店主は気まま、客は我がまま。そんな気楽な銀座のBAR。でも、それでいいんじゃないの?

スタンバーグ『最後の命令』

その昔のハリウッドには、革命やら戦争から逃れてきた人々が集い、国境を超えた桃源郷の如き、目眩く映画を創り出してきたのでありました、、、

と、本日もシネマヴェーラ渋谷で引き続き開催されています「サイレント期の巨匠たち」と題する特集に出掛けまして、スタンバーグ監督による『最後の命令』(28) を観賞です。

やっちまった、涙腺崩壊。
素晴らしい。
おびただしき人による圧倒的なマンパワーと、エミール・ヤニングスのこれまた圧倒的な演技。
最近のスカしたような、斜に構えた感じの数々に対して言いたいのです、ここまで作り込んでみろよ、と。

かつて、ロシア陸軍の、泣く子も黙るような将軍だった男、しかし、今は生きる屍も同然な男の“復活“の物語。
現実には“死んでいる“以上、その復活は映画という虚構の中においてのみ。
しかし、だからこそ、その感動は万人の心に響き、永遠に語り継がれる神話となるのです。

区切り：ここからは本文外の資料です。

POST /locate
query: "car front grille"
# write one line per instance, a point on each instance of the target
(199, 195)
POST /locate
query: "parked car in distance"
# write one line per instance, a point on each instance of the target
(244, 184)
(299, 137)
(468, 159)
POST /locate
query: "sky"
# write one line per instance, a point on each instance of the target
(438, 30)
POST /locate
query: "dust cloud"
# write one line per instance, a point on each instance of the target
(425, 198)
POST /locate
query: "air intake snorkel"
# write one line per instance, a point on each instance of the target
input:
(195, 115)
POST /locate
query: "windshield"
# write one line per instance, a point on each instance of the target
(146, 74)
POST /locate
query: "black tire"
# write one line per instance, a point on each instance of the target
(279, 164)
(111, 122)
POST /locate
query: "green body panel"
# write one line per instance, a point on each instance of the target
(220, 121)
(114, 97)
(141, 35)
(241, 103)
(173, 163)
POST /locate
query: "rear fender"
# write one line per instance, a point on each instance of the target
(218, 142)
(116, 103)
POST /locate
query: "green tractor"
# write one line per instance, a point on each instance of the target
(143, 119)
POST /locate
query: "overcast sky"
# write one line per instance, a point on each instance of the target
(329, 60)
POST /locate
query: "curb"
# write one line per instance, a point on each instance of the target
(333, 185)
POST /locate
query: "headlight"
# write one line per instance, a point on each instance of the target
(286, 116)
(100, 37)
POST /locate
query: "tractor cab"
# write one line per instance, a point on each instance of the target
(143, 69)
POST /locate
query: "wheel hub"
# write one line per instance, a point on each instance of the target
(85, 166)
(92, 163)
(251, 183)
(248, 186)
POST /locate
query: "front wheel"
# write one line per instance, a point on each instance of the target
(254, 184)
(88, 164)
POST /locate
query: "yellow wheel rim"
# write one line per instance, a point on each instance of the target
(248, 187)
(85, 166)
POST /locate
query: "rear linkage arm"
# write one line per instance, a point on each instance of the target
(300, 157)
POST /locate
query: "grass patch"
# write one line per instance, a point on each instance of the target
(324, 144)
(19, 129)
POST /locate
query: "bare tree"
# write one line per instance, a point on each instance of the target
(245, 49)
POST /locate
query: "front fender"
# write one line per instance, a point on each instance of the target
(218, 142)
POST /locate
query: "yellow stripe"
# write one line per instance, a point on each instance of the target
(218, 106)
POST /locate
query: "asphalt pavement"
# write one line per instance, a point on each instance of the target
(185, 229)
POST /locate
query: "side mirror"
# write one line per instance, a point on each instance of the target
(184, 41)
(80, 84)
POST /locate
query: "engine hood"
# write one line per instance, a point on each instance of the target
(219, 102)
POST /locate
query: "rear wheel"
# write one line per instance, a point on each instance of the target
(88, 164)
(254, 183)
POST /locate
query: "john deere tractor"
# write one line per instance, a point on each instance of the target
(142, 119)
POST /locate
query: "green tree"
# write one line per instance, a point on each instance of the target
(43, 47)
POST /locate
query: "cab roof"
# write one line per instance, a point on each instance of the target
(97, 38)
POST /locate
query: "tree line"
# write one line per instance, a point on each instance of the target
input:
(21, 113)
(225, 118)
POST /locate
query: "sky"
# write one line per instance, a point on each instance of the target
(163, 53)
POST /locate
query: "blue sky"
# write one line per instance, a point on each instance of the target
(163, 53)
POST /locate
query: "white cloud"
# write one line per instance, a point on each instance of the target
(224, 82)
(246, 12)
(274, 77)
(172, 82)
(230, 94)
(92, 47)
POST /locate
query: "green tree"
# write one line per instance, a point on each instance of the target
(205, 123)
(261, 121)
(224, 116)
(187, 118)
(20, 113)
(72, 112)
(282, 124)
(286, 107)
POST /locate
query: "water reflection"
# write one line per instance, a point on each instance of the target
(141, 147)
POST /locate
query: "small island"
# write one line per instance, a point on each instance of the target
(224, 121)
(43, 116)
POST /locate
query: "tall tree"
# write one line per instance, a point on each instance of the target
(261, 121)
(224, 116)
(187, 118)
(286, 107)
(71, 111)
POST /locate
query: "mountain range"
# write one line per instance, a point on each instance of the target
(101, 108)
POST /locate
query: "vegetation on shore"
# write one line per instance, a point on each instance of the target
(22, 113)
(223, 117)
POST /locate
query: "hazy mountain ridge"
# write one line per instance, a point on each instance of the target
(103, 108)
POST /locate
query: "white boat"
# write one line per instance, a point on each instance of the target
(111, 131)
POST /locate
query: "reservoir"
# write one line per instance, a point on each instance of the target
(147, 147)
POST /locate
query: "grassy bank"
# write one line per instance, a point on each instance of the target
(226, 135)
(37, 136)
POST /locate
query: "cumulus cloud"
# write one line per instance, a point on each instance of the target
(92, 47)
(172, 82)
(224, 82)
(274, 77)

今日はちょっと所要あり、本来映画の予定ではなかったのですが、いや、急な所要中止よ、ありがとう。この映画を観逃したままなんて、それこそ、生きる屍も同然。観終わった今、率直なこの想い。

さて。

上映終了後、一階下のユーロスペースに移りまして、フランスはギョーム・ブラック監督の『リンダとイリナ』を観賞です。

あーっと、特に何の感想もありませぬ。
頭の中は先の作品で一杯で、何の隙間もなく。